Dena Capano teaches history at Classical High School but she is really an archaeologist and her students are the tools she uses to dig deep into Lynn’s past.
Capano rounds her kids up annually and takes them on a field trip to talk to local seniors who endured combat as teenagers and grew up without electronic devices. During Black History Month in February, she took the opposite tact and brought seniors into her class to talk about life in Lynn half a century ago.
Capano is a young teacher but she already has discarded a view of her profession that places the teacher in the role of an usher shuttling students through their required courses and giving them a brief peek at history. From her viewpoint, teaching is about turning students into educators and sending them out of Classical to learn about the city they live in and understand it.
She doesn’t know how many of her students will stay and build adult lives in Lynn and how many — maybe within months — will move out of the city. She does know that young people who stay in the city are the future adults who will build and shape it. Defining Lynn’s future is a task, in Capano’s view, that cannot be done if students do not understand their past.
Longtime community activist Lena Roberts reminded Capano’s students last week that “this city is as good as you make it.” She urged students to stay in the city and — as their incomes increase — spend their money here.
Capano shares that viewpoint, but she encourages students to learn about the past, to find out who shaped the city and how they did it and use those lessons to make their own mark on Lynn. She knows students can draw inspiration from books or films and, in doing so, set their young lives on a new course, but Capano believes people who have spent decades shaping Lynn are best-suited to influence young lives.

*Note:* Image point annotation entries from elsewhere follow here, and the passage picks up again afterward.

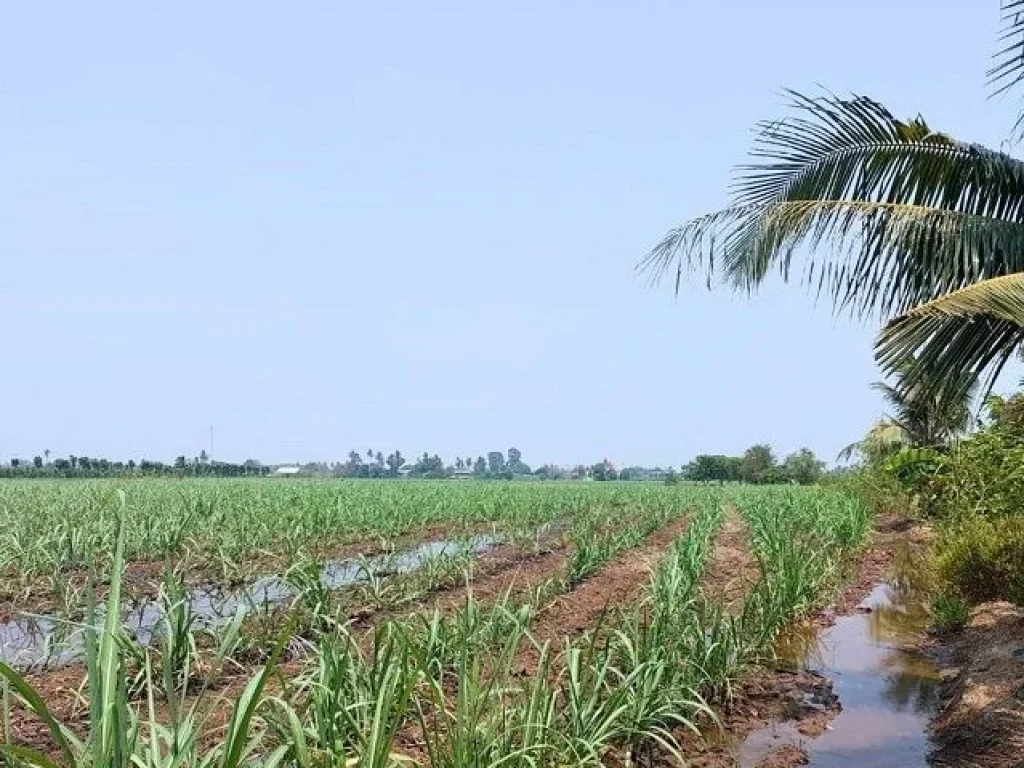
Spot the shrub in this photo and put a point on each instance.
(982, 558)
(949, 612)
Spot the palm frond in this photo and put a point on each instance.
(956, 339)
(909, 213)
(1009, 68)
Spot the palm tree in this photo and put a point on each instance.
(924, 230)
(885, 438)
(926, 419)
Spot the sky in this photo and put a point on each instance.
(329, 225)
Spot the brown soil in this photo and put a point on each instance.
(142, 577)
(785, 757)
(804, 699)
(981, 720)
(617, 583)
(731, 569)
(504, 567)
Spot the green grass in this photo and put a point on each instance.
(452, 682)
(53, 524)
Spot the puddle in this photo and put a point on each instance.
(34, 641)
(888, 694)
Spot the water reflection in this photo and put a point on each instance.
(28, 641)
(888, 692)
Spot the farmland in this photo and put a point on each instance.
(327, 623)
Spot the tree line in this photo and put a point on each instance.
(85, 466)
(758, 465)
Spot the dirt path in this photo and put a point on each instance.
(617, 583)
(732, 569)
(805, 699)
(981, 718)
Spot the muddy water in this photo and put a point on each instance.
(888, 693)
(33, 641)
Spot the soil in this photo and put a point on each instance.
(981, 718)
(617, 583)
(732, 570)
(801, 698)
(784, 757)
(142, 577)
(503, 568)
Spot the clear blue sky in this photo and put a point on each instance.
(410, 224)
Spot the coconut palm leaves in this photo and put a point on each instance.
(1009, 68)
(970, 331)
(893, 217)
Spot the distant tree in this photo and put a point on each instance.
(429, 466)
(394, 462)
(803, 467)
(515, 463)
(711, 468)
(496, 462)
(604, 470)
(550, 472)
(757, 465)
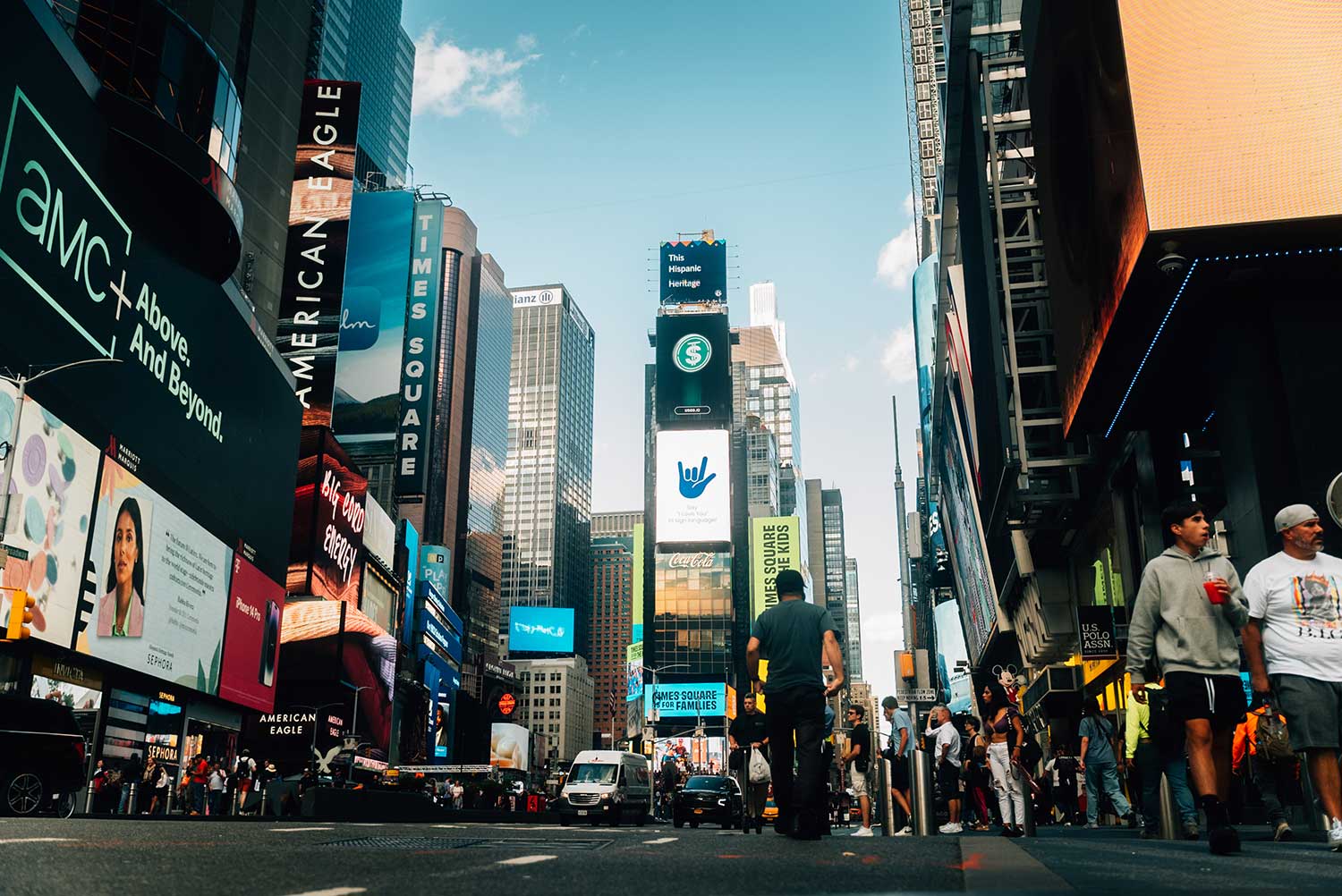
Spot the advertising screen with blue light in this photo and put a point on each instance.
(539, 630)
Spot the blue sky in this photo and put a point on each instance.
(577, 136)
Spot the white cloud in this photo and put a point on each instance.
(450, 80)
(898, 359)
(898, 259)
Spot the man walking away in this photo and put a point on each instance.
(947, 750)
(1263, 750)
(1154, 751)
(1184, 621)
(899, 756)
(794, 635)
(1100, 766)
(859, 767)
(749, 734)
(1294, 648)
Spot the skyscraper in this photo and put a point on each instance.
(612, 617)
(362, 40)
(853, 611)
(548, 486)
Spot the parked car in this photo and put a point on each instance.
(42, 757)
(709, 799)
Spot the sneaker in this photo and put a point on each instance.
(1223, 841)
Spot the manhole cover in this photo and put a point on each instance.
(466, 842)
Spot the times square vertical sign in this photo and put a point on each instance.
(319, 232)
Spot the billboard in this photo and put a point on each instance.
(419, 351)
(327, 552)
(775, 546)
(689, 699)
(694, 271)
(510, 746)
(251, 638)
(319, 232)
(51, 486)
(91, 266)
(372, 318)
(694, 486)
(539, 630)
(160, 585)
(692, 369)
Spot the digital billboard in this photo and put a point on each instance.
(251, 638)
(93, 266)
(539, 630)
(510, 746)
(160, 585)
(775, 546)
(327, 542)
(692, 369)
(419, 354)
(319, 233)
(51, 487)
(689, 699)
(372, 318)
(694, 271)
(694, 486)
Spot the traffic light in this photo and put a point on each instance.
(21, 616)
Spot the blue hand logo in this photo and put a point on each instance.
(694, 482)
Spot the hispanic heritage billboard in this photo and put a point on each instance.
(694, 271)
(775, 546)
(319, 232)
(372, 321)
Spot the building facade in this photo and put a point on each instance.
(556, 697)
(364, 40)
(548, 483)
(612, 617)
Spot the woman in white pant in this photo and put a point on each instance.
(1006, 735)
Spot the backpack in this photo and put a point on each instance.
(1274, 743)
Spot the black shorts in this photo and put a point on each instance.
(899, 773)
(1216, 697)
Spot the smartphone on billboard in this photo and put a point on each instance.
(268, 644)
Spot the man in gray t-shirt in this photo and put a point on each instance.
(794, 636)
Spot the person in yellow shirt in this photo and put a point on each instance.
(1153, 756)
(1271, 774)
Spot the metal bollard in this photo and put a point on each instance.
(888, 802)
(921, 793)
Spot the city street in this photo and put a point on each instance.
(102, 856)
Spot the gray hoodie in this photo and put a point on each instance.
(1175, 624)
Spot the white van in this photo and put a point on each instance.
(607, 785)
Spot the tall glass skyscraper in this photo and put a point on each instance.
(548, 491)
(362, 40)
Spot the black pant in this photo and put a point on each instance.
(797, 713)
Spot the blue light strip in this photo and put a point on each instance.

Lillie Jones told Capano’s students how she cleaned homes as a young woman and spent 35 years as a Girl Scouts mentor, published cook and a pioneer in early childhood care going to homes across the city with a book and a toy for new parents.
Capano told her students Roberts and Jones symbolize a time in Lynn when “people knew each other and knew their neighbors.” She hopes that way of life is one her students will adopt for many years to come.